La grève des contrôleurs qui perturbé considérablement le trafic voyageurs durant le week-end de Noël, met à jour, d'une part, la crise profonde d'un service public essentiel et, d'autre part, la stratégie des luttes sociales en France.
Comment agir d'une manière efficace pour ses conditions de vie et de travail, en cette fin d'année 2022, dans une profession, qui relève du service public ?
Ce dernier conflit social portait sur les revendications des contrôleurs, les seuls salariés présents dans les trains en contact avec les voyageurs, eux-mêmes mécontents des services SNCF.
Déjà, en 2005, à la suite du viol d'une contrôleuse, ses collègues avaient débrayé avant de lancer une pétition hors syndicats, pour l'amélioration de leur statut.
S'ajoute à cette situation, la question des rémunérations en perpétuelle dégradation. Et une longue négociation sans issue convenable pour les contrôleurs.

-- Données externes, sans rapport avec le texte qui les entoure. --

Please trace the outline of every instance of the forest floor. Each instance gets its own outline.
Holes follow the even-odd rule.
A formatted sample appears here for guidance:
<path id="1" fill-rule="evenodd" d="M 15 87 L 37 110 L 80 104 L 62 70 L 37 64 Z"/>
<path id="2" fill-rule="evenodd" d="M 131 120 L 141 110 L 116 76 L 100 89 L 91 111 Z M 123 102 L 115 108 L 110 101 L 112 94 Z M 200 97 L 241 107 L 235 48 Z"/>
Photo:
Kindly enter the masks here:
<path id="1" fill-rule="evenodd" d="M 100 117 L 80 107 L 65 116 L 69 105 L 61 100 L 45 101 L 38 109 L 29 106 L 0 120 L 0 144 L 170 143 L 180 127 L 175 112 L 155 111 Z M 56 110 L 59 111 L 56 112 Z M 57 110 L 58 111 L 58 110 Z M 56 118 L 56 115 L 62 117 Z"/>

D'où le conflit actuel et la grève massive du week-end de Noël.
Ce qui a déterminé la Direction de la SNCF à proposer des avancées nouvelles, et, de ce fait, l’annulation du mouvement prévu pour le Nouvel An.

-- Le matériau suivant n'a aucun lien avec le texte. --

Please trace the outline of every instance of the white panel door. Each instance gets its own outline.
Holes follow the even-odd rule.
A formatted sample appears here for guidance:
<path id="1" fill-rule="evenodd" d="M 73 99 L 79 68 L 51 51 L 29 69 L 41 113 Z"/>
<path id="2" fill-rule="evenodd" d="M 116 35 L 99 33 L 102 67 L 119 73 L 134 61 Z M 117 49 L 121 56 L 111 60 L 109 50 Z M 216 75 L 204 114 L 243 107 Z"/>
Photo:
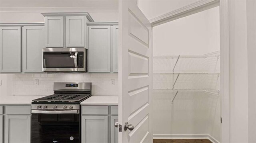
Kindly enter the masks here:
<path id="1" fill-rule="evenodd" d="M 45 47 L 63 47 L 64 25 L 64 18 L 63 16 L 44 18 L 44 26 L 46 34 Z"/>
<path id="2" fill-rule="evenodd" d="M 88 31 L 89 72 L 110 72 L 110 26 L 90 26 Z"/>
<path id="3" fill-rule="evenodd" d="M 83 116 L 82 143 L 108 143 L 108 116 Z"/>
<path id="4" fill-rule="evenodd" d="M 119 142 L 152 143 L 152 27 L 136 0 L 119 0 Z M 127 122 L 132 131 L 124 129 Z"/>
<path id="5" fill-rule="evenodd" d="M 113 26 L 113 71 L 118 72 L 118 26 Z"/>
<path id="6" fill-rule="evenodd" d="M 30 142 L 30 116 L 6 116 L 4 142 Z"/>
<path id="7" fill-rule="evenodd" d="M 0 115 L 0 143 L 2 143 L 4 141 L 3 140 L 3 135 L 4 134 L 4 116 Z"/>
<path id="8" fill-rule="evenodd" d="M 85 41 L 84 16 L 66 17 L 66 45 L 67 47 L 84 47 Z"/>
<path id="9" fill-rule="evenodd" d="M 24 72 L 42 72 L 42 49 L 44 47 L 43 26 L 22 28 L 22 69 Z"/>
<path id="10" fill-rule="evenodd" d="M 0 72 L 21 72 L 21 27 L 1 27 L 0 32 Z"/>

Ce conflit social à mis à jour les difficultés du mouvement syndical à mobiliser une profession sur des objectifs communs ou catégoriel.
Disons que les réformes successives de la SNCF, depuis plus de quarante ans, en vue d'offrir ce service public au privé ont modifié considérablement la profession. D'abord en nombre : les cheminots dépassaient 254.400 au début des années 80, alors qu'ils ne sont plus aujourd'hui que 136.388...
Ensuite le changement de statut des personnels, l'éclatement de l'entreprise en plusieurs filiales, l'embauche des nouveaux salariés, qui ne sont plus les héritiers des combats historiques des cheminots et qui ne bénéficient plus de leur statut.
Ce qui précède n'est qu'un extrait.